ジェイルはその声を聞いて俺だけじゃなくクイントもいたことに気付いたのかそちらへ視線を向ける。

 

 

『んん? 君もいたのかい。なに、ちょっとさらってきてちょっと弄繰り回すだけだよ安心したまえ』

「安心出来る訳ないでしょ!!」

『ふむ、元気なようで良かった。うーん、それにしても折角オリジナルがいるのだからノーヴェもここに呼んでくるべきかな? これは』

「そろそろ切るぞ」

 

 

この不毛な会話に割って入る。今のジェイルに話を聞く気は一切ないんだ。会話が成り立つわけがない。

もう事件は終わった。このテンションがハイになってる狂人にイチイチ付き合ってられん。

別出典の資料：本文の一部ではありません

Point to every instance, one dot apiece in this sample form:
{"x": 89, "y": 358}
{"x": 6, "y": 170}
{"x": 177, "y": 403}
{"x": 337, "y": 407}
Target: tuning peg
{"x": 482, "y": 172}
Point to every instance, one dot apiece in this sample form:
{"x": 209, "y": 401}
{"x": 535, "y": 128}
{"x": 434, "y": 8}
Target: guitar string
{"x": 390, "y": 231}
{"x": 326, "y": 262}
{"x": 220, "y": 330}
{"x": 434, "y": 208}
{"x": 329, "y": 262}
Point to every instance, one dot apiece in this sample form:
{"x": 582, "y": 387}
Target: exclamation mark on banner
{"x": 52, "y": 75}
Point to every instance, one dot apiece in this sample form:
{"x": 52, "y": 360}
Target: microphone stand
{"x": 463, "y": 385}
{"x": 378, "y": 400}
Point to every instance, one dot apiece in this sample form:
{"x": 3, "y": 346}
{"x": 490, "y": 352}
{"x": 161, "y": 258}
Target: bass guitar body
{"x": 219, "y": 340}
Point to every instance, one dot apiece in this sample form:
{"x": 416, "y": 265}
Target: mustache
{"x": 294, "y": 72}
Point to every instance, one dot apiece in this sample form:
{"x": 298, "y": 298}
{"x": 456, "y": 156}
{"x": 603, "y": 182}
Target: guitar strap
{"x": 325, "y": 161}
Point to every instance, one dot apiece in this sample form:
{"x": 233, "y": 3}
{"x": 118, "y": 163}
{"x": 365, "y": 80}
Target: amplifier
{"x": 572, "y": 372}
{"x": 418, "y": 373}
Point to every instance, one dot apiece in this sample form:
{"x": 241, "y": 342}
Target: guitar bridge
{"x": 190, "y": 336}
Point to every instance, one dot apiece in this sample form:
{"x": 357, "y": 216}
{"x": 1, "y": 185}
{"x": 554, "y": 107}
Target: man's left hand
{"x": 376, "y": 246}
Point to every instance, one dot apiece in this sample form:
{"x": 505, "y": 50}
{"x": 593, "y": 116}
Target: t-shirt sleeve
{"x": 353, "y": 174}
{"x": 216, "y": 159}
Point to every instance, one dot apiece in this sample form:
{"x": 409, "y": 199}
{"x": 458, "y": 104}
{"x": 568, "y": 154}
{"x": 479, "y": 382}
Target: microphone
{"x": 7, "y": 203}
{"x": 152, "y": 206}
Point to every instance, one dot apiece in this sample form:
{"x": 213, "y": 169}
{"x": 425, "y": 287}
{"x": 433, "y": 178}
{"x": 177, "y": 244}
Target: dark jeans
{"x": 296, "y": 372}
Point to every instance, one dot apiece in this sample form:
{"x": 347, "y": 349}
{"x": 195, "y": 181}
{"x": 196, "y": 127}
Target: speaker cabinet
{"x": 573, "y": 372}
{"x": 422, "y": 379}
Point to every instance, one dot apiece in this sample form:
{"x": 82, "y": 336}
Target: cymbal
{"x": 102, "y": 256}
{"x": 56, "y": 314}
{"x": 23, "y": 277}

クイントもうるさくなるし。

 

 

『あぁ、アグスタの時は頼むよリリィ君』

 

 

最後にそう言い残して通信は切れた。

 

 

「もう!これだからあの根暗は!」

「根暗というには、イカれすぎてるがな・・・」

 

 

ジェイルと対面するのはこれが初めてではないが、やはりクイントとの相性は悪い。戦闘機人事件を追っていたとかのが原因でとかそういうのではない。いや、それもあるのだろうがそもそも人間としての相性が圧倒的に悪い。

 

ゼスト隊壊滅の根本的な原因は最高評議会とレジアス中将にある。ジェイルは実行犯ではあるが迎撃は予定外のことで逃げようとしていたが時期を早めて突撃されたからだ。まぁこの時は戦闘機人の成果を見せるパフォーマンスもあったかもしれない。

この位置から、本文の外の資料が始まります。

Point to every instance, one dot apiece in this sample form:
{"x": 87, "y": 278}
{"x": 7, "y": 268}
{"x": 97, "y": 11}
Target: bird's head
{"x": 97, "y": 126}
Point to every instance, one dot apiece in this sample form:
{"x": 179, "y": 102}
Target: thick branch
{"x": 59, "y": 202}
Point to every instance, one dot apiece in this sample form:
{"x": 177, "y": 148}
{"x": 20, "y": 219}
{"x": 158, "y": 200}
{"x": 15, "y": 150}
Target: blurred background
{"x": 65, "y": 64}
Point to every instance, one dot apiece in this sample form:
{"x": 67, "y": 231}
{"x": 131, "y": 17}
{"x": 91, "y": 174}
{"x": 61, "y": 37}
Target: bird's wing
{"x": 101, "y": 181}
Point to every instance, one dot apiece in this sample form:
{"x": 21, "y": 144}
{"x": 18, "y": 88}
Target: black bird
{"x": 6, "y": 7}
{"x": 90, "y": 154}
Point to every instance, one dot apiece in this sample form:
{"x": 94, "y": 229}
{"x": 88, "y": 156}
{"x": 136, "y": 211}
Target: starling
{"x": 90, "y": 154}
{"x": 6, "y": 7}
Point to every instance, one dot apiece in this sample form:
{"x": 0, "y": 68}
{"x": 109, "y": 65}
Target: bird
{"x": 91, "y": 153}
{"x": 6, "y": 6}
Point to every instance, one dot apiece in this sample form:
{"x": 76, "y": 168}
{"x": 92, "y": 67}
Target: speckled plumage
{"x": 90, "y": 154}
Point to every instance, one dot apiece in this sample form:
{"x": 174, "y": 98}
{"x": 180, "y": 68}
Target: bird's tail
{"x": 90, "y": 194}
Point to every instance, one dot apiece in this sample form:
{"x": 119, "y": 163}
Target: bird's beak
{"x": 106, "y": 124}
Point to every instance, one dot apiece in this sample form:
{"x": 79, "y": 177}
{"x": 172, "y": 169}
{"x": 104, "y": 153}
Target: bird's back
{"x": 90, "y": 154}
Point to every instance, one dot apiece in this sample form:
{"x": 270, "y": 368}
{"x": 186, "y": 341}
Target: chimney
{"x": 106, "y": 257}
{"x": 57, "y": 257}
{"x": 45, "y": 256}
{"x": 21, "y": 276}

が、普段は基本的に指示に従って研究しているだけの引き籠もり。

 

 

しかし、相性が悪く一見仲が悪く見える二人だが、俺はもしこの二人がなんの違法性もなく違う形で出会っていたらなんだかんだで良い友人関係になれたんじゃないかと思うんだが、どうなんだろうか。

 




まだ出てきた原作キャラってスカリエッティと最高評議会とクイントしかいないっていう。
あーはやく他の原作キャラも登場させたい。